#### Getting the source code of 'List of postal codes of Canada: M' from wikipedia

In [29]:
import requests
url = 'https://en.wikipedia.org/wiki/List_of_postal_codes_of_Canada:_M'

In [30]:
source = requests.get(url)

Import the **beautifulsoup** for web scrapping

In [31]:
import bs4
soup = bs4.BeautifulSoup(source.text, "lxml")
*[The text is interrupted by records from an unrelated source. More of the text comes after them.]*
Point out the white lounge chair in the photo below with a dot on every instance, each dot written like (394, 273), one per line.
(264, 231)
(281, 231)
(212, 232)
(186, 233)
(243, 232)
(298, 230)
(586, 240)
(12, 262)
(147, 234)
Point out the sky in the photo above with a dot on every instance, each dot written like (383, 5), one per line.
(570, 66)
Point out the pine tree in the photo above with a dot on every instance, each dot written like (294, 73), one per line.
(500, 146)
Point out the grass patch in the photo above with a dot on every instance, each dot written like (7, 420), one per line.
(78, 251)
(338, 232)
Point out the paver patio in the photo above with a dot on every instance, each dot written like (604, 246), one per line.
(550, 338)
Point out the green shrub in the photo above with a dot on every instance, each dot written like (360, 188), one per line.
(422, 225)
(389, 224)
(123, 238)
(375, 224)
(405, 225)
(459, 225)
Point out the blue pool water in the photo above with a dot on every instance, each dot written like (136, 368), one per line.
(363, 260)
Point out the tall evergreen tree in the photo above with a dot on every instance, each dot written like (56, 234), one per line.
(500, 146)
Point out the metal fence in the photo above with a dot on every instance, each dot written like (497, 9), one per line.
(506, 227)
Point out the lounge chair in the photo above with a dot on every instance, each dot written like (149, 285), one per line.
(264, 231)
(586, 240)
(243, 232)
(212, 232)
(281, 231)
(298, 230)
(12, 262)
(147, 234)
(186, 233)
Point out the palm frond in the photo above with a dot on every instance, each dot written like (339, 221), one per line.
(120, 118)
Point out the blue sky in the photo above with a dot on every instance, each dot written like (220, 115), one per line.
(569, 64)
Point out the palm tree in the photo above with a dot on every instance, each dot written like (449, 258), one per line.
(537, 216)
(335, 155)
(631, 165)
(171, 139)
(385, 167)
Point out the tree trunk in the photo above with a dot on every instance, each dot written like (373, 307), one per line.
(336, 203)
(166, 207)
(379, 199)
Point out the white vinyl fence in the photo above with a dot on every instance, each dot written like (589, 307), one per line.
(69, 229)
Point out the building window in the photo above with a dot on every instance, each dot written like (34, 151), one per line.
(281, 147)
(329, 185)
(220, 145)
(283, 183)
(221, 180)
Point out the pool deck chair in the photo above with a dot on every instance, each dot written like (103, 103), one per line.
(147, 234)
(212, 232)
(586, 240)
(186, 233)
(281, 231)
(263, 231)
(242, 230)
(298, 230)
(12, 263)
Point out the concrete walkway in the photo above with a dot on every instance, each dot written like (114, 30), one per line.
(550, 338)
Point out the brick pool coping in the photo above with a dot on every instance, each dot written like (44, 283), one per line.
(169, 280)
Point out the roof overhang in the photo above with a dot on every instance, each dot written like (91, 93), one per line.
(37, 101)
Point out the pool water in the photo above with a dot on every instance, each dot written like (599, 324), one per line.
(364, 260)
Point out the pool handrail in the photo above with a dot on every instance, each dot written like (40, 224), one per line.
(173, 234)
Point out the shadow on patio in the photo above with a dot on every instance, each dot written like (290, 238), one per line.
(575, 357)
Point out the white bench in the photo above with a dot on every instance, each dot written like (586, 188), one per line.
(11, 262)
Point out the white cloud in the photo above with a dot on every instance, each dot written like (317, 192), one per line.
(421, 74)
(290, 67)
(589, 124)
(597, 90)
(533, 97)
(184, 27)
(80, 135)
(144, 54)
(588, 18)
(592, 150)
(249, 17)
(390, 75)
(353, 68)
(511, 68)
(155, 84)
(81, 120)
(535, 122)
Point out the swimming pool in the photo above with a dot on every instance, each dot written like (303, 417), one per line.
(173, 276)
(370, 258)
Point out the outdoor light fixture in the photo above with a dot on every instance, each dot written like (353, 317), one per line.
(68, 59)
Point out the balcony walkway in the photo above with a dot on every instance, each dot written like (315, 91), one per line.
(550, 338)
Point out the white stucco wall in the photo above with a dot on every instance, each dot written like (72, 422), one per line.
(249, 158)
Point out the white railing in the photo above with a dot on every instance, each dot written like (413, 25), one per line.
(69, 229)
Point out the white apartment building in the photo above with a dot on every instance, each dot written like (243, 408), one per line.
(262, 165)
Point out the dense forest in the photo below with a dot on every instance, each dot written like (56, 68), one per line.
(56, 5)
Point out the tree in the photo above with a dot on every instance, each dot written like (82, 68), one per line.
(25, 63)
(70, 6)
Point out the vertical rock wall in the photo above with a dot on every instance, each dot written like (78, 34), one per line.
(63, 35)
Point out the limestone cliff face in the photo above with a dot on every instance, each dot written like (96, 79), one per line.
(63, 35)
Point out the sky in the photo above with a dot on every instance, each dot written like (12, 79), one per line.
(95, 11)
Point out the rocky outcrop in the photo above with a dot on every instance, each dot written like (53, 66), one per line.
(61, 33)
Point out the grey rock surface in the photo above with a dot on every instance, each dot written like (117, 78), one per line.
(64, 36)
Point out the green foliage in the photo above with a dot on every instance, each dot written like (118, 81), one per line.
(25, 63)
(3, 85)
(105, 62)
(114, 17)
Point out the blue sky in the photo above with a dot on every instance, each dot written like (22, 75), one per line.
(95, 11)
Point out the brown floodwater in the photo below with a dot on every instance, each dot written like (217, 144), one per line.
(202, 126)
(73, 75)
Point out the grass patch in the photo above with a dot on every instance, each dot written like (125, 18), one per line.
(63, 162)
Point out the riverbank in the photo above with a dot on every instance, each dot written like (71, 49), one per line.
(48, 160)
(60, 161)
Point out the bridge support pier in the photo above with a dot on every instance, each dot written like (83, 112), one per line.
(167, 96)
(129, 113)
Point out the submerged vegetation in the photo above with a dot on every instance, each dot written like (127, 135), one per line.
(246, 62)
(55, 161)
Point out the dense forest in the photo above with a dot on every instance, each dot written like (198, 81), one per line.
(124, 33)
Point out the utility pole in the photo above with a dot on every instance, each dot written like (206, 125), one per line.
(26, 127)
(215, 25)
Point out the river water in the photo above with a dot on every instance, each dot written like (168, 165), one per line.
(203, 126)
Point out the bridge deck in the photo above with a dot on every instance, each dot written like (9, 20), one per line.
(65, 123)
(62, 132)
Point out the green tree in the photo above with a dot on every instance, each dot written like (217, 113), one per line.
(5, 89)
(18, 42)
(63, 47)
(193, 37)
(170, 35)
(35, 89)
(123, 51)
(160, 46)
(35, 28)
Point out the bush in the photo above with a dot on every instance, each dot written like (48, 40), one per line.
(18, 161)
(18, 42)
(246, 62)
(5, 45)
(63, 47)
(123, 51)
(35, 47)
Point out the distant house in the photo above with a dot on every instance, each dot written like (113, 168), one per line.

#### We will find all tables in the source using `find_all` method and use pandas'  `read_html()` function to convert the html code of first table (which is the one we are looking for) in pandas dataframe

In [32]:
import pandas as pd
table = soup.find_all('table')
df = pd.read_html(str(table))[0]
df.head(10)

Unnamed: 0,Postal Code,Borough,Neighbourhood
0,M1A,Not assigned,Not assigned
1,M2A,Not assigned,Not assigned
2,M3A,North York,Parkwoods
3,M4A,North York,Victoria Village
4,M5A,Downtown Toronto,"Regent Park, Harbourfront"
5,M6A,North York,"Lawrence Manor, Lawrence Heights"
6,M7A,Downtown Toronto,"Queen's Park, Ontario Provincial Government"
7,M8A,Not assigned,Not assigned
8,M9A,Etobicoke,"Islington Avenue, Humber Valley Village"
9,M1B,Scarborough,"Malvern, Rouge"


#### We noticed above that there are cells with a borough that is *Not assigned*. We will remove such cells

In [33]:
df[df['Borough']== 'Not assigned'].any(axis = 0) #checking if there are cells with Borough Not Assigned

Postal Code      True
Borough          True
Neighbourhood    True
dtype: bool

#### Let us drop the rows with Borough Not Assigned from our dataframe df

In [34]:
df.drop(df[df['Borough']== 'Not assigned'].index, inplace = True) 
df.head(15)

Unnamed: 0,Postal Code,Borough,Neighbourhood
2,M3A,North York,Parkwoods
3,M4A,North York,Victoria Village
4,M5A,Downtown Toronto,"Regent Park, Harbourfront"
5,M6A,North York,"Lawrence Manor, Lawrence Heights"
6,M7A,Downtown Toronto,"Queen's Park, Ontario Provincial Government"
8,M9A,Etobicoke,"Islington Avenue, Humber Valley Village"
9,M1B,Scarborough,"Malvern, Rouge"
11,M3B,North York,Don Mills
12,M4B,East York,"Parkview Hill, Woodbine Gardens"
13,M5B,Downtown Toronto,"Garden District, Ryerson"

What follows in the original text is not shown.